Definição Científica
Complexo de tripeptídeo glicil-L-histidil-L-lisina (GHK) quelado ao íon cobre (Cu2+), naturalmente presente no plasma humano, saliva e urina em concentrações decrescentes com o envelhecimento (~200 ng/mL aos 20 anos → ~80 ng/mL aos 60 anos). O GHK-Cu exerce múltiplas ações comprovadas in vitro e em alguns estudos clínicos: estimula síntese de colágeno I, III, VI e elastina, inibe MMP-1 e MMP-2 (colagenases), regula expressão de mais de 4.000 genes, atua como potente captador de radicais livres (antioxidante), promove cicatrização e remodelação de feridas.
Outras Informações:
O GHK-Cu é um dos peptídeos cosméticos com maior quantidade de estudos moleculares publicados — Loren Pickart, seu descobridor, identificou regulação de mais de 4.000 genes humanos.
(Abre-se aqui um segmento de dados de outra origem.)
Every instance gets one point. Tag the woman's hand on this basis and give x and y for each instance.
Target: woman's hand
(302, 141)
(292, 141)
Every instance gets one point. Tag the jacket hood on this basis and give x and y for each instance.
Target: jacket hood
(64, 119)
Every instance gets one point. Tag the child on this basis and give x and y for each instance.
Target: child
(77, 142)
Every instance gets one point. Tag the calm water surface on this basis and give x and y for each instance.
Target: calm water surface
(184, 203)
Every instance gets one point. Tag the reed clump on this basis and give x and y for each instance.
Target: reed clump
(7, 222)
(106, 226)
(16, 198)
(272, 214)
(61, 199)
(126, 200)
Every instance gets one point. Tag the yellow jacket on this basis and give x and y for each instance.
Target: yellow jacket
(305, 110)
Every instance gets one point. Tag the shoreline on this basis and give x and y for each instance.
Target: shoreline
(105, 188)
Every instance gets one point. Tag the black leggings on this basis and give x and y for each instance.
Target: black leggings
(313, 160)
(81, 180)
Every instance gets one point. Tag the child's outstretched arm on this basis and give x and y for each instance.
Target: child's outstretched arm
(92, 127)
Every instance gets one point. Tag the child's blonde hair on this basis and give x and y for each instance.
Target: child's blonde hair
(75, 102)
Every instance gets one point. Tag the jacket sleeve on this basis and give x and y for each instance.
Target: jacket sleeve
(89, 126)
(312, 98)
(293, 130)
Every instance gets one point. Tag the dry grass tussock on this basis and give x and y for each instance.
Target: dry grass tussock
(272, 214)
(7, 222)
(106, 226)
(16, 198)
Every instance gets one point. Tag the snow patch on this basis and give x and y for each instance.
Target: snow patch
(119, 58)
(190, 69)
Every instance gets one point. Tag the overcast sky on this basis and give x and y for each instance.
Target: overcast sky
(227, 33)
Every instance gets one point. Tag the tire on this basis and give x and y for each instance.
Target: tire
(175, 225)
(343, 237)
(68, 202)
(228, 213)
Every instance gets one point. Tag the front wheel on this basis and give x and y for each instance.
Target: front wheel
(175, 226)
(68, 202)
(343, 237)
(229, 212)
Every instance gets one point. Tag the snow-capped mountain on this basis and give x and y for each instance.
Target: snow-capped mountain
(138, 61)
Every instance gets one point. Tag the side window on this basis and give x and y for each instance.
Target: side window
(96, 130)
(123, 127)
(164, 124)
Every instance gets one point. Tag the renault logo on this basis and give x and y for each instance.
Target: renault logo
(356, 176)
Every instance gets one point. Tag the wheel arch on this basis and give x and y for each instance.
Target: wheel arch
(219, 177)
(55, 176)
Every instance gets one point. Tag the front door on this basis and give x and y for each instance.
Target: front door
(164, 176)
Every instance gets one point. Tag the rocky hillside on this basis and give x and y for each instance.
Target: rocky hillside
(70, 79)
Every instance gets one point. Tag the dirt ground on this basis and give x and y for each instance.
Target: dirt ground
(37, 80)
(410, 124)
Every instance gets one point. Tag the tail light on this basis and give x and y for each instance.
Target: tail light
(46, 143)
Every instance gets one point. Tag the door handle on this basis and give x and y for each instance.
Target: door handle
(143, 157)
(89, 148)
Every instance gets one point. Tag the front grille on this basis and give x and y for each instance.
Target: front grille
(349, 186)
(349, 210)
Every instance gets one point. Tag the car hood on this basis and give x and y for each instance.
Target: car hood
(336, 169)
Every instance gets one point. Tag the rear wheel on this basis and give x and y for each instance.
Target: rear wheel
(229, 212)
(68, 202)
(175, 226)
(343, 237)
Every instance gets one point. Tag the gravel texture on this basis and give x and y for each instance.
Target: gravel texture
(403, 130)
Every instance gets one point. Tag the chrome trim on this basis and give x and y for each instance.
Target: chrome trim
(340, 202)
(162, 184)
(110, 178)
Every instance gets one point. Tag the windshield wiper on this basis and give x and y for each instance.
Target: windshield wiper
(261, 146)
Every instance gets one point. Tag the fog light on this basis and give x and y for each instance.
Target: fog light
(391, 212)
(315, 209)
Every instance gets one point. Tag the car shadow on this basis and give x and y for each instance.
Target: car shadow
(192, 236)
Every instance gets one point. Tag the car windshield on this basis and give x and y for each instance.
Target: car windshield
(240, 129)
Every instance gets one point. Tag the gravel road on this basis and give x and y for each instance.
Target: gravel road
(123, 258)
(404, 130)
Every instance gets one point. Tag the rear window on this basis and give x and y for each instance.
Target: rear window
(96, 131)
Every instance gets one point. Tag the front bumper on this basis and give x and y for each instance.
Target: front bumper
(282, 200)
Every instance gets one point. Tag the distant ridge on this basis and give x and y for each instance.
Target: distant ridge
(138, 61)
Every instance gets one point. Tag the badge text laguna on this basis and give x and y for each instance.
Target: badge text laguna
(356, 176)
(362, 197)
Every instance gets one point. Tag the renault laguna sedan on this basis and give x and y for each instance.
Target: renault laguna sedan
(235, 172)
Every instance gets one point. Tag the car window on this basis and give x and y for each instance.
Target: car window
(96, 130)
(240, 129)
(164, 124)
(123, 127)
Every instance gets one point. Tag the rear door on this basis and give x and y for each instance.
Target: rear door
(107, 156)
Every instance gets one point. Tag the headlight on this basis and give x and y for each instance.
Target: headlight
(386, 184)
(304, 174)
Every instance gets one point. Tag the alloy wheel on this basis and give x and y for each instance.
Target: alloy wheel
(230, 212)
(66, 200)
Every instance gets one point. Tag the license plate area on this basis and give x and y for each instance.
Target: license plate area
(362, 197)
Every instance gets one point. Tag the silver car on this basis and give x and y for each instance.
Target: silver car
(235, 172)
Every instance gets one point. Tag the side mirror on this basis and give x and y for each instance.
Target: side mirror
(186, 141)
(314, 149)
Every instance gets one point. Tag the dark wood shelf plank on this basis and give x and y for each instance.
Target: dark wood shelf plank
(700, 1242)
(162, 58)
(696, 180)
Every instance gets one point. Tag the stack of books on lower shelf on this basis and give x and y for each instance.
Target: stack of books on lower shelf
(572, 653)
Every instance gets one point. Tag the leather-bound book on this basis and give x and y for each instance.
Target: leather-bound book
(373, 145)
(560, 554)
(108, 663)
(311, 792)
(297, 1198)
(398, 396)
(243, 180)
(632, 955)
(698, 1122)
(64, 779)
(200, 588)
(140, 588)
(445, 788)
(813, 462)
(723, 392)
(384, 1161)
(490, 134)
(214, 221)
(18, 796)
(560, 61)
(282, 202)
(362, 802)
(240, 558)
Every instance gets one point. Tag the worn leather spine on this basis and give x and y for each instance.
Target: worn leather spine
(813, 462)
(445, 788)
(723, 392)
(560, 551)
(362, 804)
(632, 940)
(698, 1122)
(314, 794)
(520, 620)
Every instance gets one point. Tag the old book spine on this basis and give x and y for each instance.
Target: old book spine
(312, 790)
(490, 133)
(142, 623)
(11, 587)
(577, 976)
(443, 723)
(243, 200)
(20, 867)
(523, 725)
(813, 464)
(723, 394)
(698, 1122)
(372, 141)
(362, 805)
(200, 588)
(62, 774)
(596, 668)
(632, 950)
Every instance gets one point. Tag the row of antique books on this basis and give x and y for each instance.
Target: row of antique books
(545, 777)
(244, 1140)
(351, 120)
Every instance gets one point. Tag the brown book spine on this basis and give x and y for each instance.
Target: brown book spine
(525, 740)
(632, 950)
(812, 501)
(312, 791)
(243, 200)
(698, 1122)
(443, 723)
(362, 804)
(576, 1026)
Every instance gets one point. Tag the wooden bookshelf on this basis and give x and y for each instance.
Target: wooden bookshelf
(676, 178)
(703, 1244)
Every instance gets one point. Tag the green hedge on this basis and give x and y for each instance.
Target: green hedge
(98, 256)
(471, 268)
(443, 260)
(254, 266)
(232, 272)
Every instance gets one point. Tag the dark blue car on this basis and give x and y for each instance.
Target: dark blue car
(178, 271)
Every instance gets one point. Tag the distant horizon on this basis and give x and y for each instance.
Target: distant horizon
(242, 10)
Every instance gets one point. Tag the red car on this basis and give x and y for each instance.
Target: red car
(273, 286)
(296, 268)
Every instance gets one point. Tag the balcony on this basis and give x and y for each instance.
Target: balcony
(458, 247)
Apesar da sólida base molecular, os estudos clínicos controlados ainda são limitados. A janela de absorção pós-procedimento (microagulhamento, peeling, laser) aumenta significativamente a penetração e biodisponibilidade do peptídeo aplicado imediatamente após.
Causas e Fatores de Risco
- Indicações cosméticas: antienvelhecimento, cicatrizes, regeneração pós-procedimento
- Declínio fisiológico com envelhecimento — reposição tópica como estratégia cosmética
- Perfil de segurança excelente — sem toxicidade documentada em doses cosméticas
Sintomas e Manifestações
- Não causa sintomas por deficiência — é ativo cosmético
- Efeitos adversos: praticamente ausentes em concentrações cosméticas (0,1–2%)
Como a Clínica Santa Catarina Aborda?
- Sérum ou creme com GHK-Cu 0,5–2%: uso diário — pós-procedimentos, cicatrizes e antienvelhecimento
- Sinergia com retinol e vitamina C para estimulação de colágeno
- Aplicação pós-laser, pós-peeling e pós-microagulhamento: acelera cicatrização
Quando procurar o médico?
Não há indicação de avaliação médica para uso cosmético de peptídeos de cobre. Para cicatrizes patológicas (queloides), avaliação dermatológica é necessária.